There arte two ways that one can close the bottom of a tubular brick bag. You can also just sew across to close it. I close the bottom of tubular brick bags with a single row of square stitch. What you prefer to do affect how you attach the fringe, but in the end then fringe or a row of picot edging/fretting will hide the closure across the bottom.
Method 1-Sewing close the Bottom
This drawing below shows two view of the bottom of the finished body of the tuburlar brick bag.

The next drawing shows the purple thread used to close the bottom ot the bag in whip stitch.

When you just sew the bottom of the bag closed, you fringe the bag just like a brick stitch earring.

Method 2-Closing with a Row of Square Stitch
It's more complicated to close with square stitch. shown below is diagram viewing the bag from the botom

When you view the bag from the front as you will be wearing it it looks like this before fringing. The holes of the row of square stitch are facing you .

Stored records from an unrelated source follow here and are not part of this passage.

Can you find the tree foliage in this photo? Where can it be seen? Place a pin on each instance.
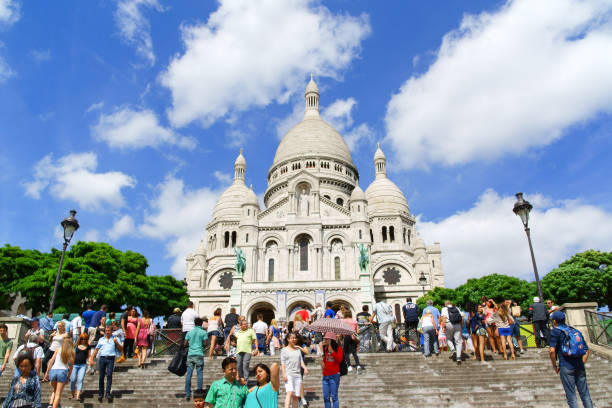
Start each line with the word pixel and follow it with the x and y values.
pixel 93 272
pixel 585 277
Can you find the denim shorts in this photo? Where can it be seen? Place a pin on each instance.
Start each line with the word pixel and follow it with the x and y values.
pixel 58 375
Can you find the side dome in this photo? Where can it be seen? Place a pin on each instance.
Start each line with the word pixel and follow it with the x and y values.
pixel 385 197
pixel 229 204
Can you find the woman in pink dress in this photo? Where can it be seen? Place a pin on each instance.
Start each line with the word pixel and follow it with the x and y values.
pixel 142 339
pixel 130 333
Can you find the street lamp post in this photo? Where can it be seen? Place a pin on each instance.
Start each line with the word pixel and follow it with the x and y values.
pixel 70 225
pixel 522 208
pixel 423 281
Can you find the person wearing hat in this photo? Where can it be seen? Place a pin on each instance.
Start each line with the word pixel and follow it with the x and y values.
pixel 539 316
pixel 332 356
pixel 570 369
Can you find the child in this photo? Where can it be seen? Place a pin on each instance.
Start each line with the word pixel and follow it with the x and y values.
pixel 198 398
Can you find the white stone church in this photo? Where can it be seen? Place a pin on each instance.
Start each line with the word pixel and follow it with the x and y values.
pixel 302 248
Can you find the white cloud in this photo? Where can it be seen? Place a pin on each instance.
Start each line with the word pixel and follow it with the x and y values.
pixel 489 238
pixel 127 128
pixel 339 115
pixel 252 53
pixel 73 177
pixel 506 81
pixel 134 27
pixel 40 55
pixel 123 226
pixel 9 11
pixel 92 235
pixel 179 216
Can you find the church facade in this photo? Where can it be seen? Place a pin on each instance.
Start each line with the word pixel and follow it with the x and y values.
pixel 303 248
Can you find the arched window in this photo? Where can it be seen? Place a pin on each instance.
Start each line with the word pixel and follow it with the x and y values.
pixel 337 268
pixel 303 254
pixel 271 270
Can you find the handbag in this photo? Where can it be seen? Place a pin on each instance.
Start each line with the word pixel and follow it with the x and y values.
pixel 178 364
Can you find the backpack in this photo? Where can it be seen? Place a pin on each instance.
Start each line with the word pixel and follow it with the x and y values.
pixel 573 344
pixel 454 316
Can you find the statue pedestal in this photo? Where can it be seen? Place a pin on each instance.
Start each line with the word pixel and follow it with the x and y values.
pixel 236 293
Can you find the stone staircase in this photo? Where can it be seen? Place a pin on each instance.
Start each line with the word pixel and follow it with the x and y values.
pixel 387 380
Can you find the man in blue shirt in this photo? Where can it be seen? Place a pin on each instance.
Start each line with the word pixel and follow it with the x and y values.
pixel 108 346
pixel 570 369
pixel 329 312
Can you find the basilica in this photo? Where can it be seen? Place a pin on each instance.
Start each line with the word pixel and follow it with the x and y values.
pixel 303 247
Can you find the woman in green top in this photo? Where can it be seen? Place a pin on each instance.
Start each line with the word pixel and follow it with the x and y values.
pixel 265 394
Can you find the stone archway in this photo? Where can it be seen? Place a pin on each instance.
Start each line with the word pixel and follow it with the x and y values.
pixel 265 308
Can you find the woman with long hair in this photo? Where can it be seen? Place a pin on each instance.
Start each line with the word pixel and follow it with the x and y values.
pixel 503 321
pixel 479 332
pixel 274 333
pixel 332 356
pixel 214 330
pixel 351 342
pixel 265 393
pixel 130 333
pixel 489 309
pixel 59 370
pixel 25 389
pixel 81 356
pixel 142 337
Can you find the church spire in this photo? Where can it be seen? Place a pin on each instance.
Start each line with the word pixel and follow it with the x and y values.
pixel 380 162
pixel 239 167
pixel 312 98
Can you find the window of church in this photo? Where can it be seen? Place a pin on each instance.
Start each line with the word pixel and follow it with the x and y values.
pixel 337 268
pixel 304 254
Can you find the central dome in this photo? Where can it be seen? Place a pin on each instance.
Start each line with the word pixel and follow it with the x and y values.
pixel 312 136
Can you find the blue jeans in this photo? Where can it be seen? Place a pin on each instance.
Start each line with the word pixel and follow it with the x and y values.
pixel 107 364
pixel 429 336
pixel 196 362
pixel 572 379
pixel 330 390
pixel 77 376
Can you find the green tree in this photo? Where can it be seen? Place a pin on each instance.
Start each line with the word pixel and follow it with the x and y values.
pixel 93 272
pixel 580 279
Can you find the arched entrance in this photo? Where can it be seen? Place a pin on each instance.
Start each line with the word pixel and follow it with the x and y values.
pixel 266 309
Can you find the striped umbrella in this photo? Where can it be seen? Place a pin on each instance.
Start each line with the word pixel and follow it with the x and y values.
pixel 325 325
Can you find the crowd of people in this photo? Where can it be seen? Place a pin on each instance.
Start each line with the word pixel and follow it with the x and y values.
pixel 62 352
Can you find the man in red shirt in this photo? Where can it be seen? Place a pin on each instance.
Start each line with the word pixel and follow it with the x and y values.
pixel 304 314
pixel 332 356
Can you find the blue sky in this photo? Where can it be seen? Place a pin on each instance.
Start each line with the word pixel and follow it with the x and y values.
pixel 133 111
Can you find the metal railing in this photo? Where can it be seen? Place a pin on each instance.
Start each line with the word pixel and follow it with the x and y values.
pixel 599 326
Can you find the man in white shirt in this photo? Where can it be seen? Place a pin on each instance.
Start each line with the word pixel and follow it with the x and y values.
pixel 77 327
pixel 261 330
pixel 451 319
pixel 187 318
pixel 384 316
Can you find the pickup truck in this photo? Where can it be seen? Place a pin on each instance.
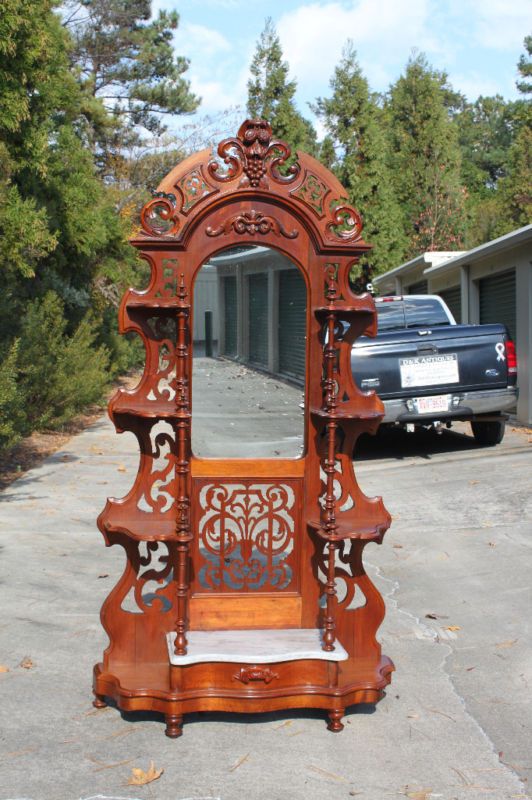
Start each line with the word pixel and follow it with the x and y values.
pixel 429 371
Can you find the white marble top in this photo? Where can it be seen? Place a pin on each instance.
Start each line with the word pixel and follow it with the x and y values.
pixel 254 646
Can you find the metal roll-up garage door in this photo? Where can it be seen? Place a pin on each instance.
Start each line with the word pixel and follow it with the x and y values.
pixel 497 300
pixel 422 287
pixel 453 299
pixel 230 315
pixel 258 318
pixel 292 323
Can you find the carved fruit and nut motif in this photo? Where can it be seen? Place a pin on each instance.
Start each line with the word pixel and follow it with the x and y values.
pixel 252 222
pixel 254 155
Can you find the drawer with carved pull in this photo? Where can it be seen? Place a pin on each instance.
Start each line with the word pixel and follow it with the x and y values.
pixel 254 677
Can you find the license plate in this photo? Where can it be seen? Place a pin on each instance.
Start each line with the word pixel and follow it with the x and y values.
pixel 429 405
pixel 429 370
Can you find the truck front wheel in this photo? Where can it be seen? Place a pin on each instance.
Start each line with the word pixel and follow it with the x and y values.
pixel 488 433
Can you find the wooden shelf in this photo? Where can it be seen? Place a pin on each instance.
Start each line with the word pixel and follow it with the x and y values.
pixel 155 303
pixel 364 306
pixel 365 529
pixel 142 407
pixel 139 525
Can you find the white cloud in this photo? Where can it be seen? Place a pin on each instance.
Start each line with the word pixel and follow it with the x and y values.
pixel 312 36
pixel 197 41
pixel 501 24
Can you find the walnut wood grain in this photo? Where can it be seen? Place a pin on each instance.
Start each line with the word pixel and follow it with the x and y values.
pixel 245 194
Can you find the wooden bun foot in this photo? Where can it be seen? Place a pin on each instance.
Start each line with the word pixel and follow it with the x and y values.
pixel 174 726
pixel 99 701
pixel 335 724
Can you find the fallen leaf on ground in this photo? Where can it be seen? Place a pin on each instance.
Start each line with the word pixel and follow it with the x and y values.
pixel 284 724
pixel 238 763
pixel 326 774
pixel 418 794
pixel 141 778
pixel 508 643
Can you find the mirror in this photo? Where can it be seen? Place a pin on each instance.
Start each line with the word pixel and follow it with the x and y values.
pixel 248 376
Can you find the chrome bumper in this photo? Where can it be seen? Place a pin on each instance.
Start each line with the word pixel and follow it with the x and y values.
pixel 464 406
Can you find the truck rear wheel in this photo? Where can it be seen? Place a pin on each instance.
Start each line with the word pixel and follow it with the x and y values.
pixel 488 433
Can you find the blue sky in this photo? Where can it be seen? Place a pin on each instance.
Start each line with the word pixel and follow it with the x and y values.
pixel 477 42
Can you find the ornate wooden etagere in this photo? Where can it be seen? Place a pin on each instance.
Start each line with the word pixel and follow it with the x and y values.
pixel 308 640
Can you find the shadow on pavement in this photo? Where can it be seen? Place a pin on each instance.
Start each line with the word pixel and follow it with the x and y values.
pixel 398 444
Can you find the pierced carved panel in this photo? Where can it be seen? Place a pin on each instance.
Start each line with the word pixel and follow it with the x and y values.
pixel 160 471
pixel 193 188
pixel 246 536
pixel 150 588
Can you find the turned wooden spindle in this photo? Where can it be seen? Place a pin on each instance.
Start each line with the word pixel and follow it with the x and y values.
pixel 182 428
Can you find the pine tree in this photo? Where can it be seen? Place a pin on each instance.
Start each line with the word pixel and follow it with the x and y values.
pixel 128 61
pixel 426 158
pixel 515 190
pixel 356 149
pixel 271 94
pixel 524 65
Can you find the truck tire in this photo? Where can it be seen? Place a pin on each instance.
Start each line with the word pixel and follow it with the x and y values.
pixel 488 433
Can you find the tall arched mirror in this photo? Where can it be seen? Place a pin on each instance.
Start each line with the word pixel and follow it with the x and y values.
pixel 249 355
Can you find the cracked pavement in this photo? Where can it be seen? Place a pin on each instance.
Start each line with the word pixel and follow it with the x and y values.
pixel 454 570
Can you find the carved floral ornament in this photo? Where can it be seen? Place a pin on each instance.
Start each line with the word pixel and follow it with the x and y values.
pixel 252 222
pixel 258 162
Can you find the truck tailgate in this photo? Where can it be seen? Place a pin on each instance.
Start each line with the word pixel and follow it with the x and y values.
pixel 442 360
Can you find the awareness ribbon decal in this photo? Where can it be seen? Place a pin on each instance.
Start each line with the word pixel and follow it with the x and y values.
pixel 499 347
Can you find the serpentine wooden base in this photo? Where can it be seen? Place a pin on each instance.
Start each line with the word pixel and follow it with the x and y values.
pixel 149 688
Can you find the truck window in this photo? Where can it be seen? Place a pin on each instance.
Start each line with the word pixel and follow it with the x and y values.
pixel 418 312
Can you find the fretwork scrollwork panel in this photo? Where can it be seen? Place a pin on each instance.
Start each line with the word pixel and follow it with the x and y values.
pixel 158 471
pixel 151 588
pixel 360 607
pixel 247 533
pixel 159 334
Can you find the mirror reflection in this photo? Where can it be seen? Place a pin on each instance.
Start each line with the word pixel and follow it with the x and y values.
pixel 248 374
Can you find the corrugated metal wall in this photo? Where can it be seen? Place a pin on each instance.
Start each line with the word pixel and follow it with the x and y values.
pixel 453 298
pixel 292 323
pixel 258 318
pixel 497 300
pixel 230 315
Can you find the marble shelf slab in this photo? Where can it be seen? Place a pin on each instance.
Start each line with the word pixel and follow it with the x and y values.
pixel 254 647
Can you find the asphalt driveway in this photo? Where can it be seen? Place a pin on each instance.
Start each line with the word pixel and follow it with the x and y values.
pixel 455 572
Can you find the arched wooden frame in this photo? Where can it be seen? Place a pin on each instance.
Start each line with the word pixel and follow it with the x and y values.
pixel 163 629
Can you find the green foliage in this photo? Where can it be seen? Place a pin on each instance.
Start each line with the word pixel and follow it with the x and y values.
pixel 356 149
pixel 271 94
pixel 11 415
pixel 426 158
pixel 524 65
pixel 128 61
pixel 59 374
pixel 516 187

You can then fringe the bag the same way that you normally do a peyote bag as shown below using each bead of the square stitch row as an "anchor" for a row of fringe. You go through the anchor bead, string on the fringe beads, loop through the bead at the end of the fringe so it sits at 90 degrees from the other beads on the fringe, return back up the fringe, till you come to the top. At the top of the fringe you enter through the opposite side of the anchor bead that you came out of to start the fringe. Go through the anchor bead, Now you are ready to enter the next anchor bead and then string on a line of fringe. Orange and Yellow are the colors of the thread that you would see if you had X-ray eyes and could see through the square stitch bead to its other side. The red thread is the thread path that could see without X-ray vision.

I usually hide the thread that shows in the row between the last ros of brick stitch and the row of square stitch used to join the two sides with a row or picot edging.